This was also published in the Oak Park newspaper Wednesday Journal. I also wrote previously about this issue here.
Defund the police. What does it mean? Here in Oak Park, the clearest indication we have for the meaning of “defund the police” is the ordinance proposed in August 2020, which committed to “reducing the amount spent on policing in the Village of Oak Park by defunding the Oak Park Police department such that we reduce the number of budgeted sworn officers” and “using the dollars from defunding the police to create a non-police response team for mental health crises, homelessness, and domestic disturbances.” Defunding the police in Oak Park is about reducing the number of police officers and redirecting some resources to social services.
You may ask: why is this reduction necessary? Oak Park has more police officers than similar communities of the same size. As of 2018, Oak Park had 116 police officer positions, about 22 officers per 10,000 residents. This is much higher than the 16 officers per 10,000 residents in an average city with 50,000 to 100,000 residents. Some may argue that Oak Park needs more officers due to its proximity to Chicago, but how do we determine the number of police officers we need? Do we really need 38% more police officers per capita than the average community our size?
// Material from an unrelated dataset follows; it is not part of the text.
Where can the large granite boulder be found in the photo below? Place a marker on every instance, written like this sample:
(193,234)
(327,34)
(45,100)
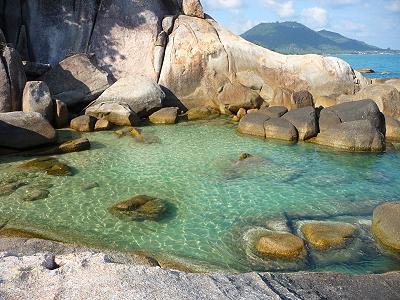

In fact, research has shown that more police officers do not mean lower crime rates, and fewer officers do not mean higher crime rates. And if some funds are redirected from police to a non-police response team for non-violent issues, that can help us address citizen concerns while allowing police to focus on those issues that truly need their response.
Ultimately, this comes down to our priorities. Do we believe that increased policing is what will keep us safer, or do we believe that investing in our community and its safety nets will ultimately create greater safety for more of us? Do we increase our safety by asking police officers to do more and more, or do we allow them to focus by giving non-violent issues over to other qualified responders?
For me, the choice is clear. Let’s vote “Yes” on the upcoming referendum question, “Shall the Village of Oak Park defund its Police Department?” And let’s create a safer, more responsive community.